Les femmes commencent à porter le costume dès la fin du XIXe siècle. D’après Michael Andrews, dans les années 1910, les suffragettes ont commencé à adopter le costume masculin car elles avaient besoin d’être à l’aise pour les manifestations et les évènements.

Évidemment pour ces dernières, au delà de la praticité, porter le costume était aussi une prise de position féministe.

Puis Coco Chanel est arrivée avec son tailleur en tweed en 1914, et le port de la veste a commencé à se démocratiser chez les femmes.

Malheureusement, rappelle Michael Andrews, la veste de costume pour femme a connu une brève accalmie de popularité après la Seconde Guerre mondiale, car ce traumatisme a poussé les gens à chercher le confort en reprenant leurs rôles domestiques traditionnels de l’avant-guerre.

Dior va participer à ce retour à la féminité avec sa « femme fleur » et ses silhouettes toutes en courbes et délicates. Ce style d’une extrême élégance a marqué la mode à jamais, mais derrière celui-ci se cache aussi un rabaissement des femmes qui sont de nouveau principalement là pour être belles et servir leur mari.

Mais dans les années 1960, le costume revient en force, puisque les femmes sont de nouveau retournées au travail, et ce en grand nombre.

Cette décennie marque un tournant dans les droits civiques avec la loi sur l’égalité de salaire de 1963 aux États-Unis.

Les femmes qui ne veulent plus rester à la maison et servir à autre chose qu’être belles commencent enfin à avoir gain de cause.

Dans les années 1960 toujours, Courrèges propose beaucoup de blazers et d’ensembles pour femmes, bien qu’il ne propose surtout des jupes.

Il est suivit de près par Yves Saint Laurent dans les années 1970, qui créer toutes sortes de vestes de costume et de blazers pour femme, et les assortie avec des pantalons.

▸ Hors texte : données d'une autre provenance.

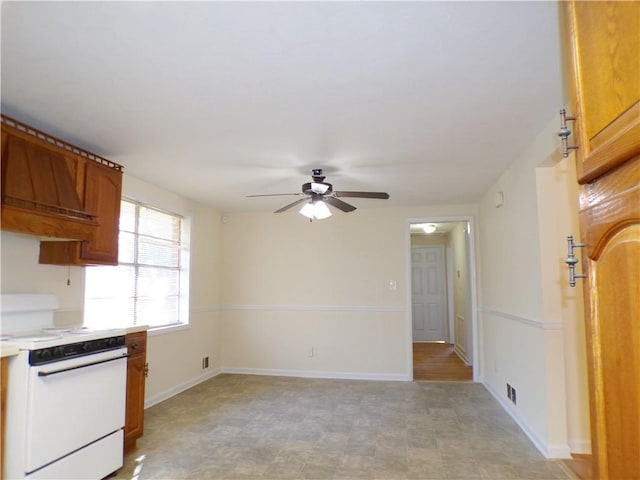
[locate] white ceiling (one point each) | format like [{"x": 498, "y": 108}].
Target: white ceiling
[{"x": 428, "y": 101}]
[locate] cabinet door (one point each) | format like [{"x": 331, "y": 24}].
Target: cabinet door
[
  {"x": 610, "y": 220},
  {"x": 604, "y": 47},
  {"x": 136, "y": 375},
  {"x": 101, "y": 187},
  {"x": 134, "y": 422},
  {"x": 102, "y": 192}
]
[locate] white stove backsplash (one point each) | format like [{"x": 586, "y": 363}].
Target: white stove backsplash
[
  {"x": 22, "y": 312},
  {"x": 67, "y": 318}
]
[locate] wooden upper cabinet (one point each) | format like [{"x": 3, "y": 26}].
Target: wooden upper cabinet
[
  {"x": 605, "y": 57},
  {"x": 604, "y": 40},
  {"x": 102, "y": 189},
  {"x": 55, "y": 189}
]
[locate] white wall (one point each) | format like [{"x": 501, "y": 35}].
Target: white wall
[
  {"x": 524, "y": 310},
  {"x": 174, "y": 358},
  {"x": 291, "y": 285},
  {"x": 461, "y": 272}
]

Michael Andrews rappelle que Yves Saint Laurent scelle son statut d’icône avec la sortie de son fameux smoking pour femme, dit « Le Smoking ».

Ce smoking féminin était tellement en avance sur son temps que de nombreux hôtels et restaurants ne permettaient pas aux femmes de le porter !

Saint Laurent pioche dans le vestiaire masculin et détourne nombre de ses pièces chez les femmes. C’est à ce moment-là que des pièces dites autrefois masculines, comme le pantalon et les vestes, deviennent de plus en plus communes dans le vestiaire féminin, et le tabou s’efface peu à peu.

Le blazer, emblème de la working girl des 80s

Le costume pour femme s’est grandement popularisé dans les années 1980, connues pour être les années de la working girl (il y a d’ailleurs eu un film du même nom en 1988).

Alors que les femmes commencent à avoir des postes tout aussi importants que les hommes dans leur travail, elles adoptent naturellement elle aussi le costume.

Michael Andrews précise que dans les années 1980, le pourcentage de femmes dans le monde du travail augmente de plus de 50%, et la décennie est connue pour l’emblématique power suit, qui est un terme utilisé pour désigner le costume lorsque porté par une femme.

(Il a finalement fallu qu’une femme s’habille « comme un homme » pour qu’on lui associe le terme de « pouvoir »… )

Georgio Armani en a beaucoup conçu, avec notamment des épaulettes, qui mettent en avant une femme forte, imposante, forte de décision.

Le costume fait le tour du monde et de Wall Street. Dans les grandes capitales d’Occident, les femmes s’affichent en veste, en pantalon et même avec des cravates.

Cette tendance du costume féminin s’est répandue à une telle vitesse qu’elle a rapidement été adoptée en dehors du travail également.

Tout cela a donc amené les femmes à porter de plus en plus de vestes à la base « pour homme ».

Au fur et à mesure, explique Nordstrom, le blazer et la veste de costume se sont affranchies de leurs rôles respectifs. On porte désormais un blazer avec un pantalon accordé, ou une veste de costume sans son gilet ni son pantalon assorti…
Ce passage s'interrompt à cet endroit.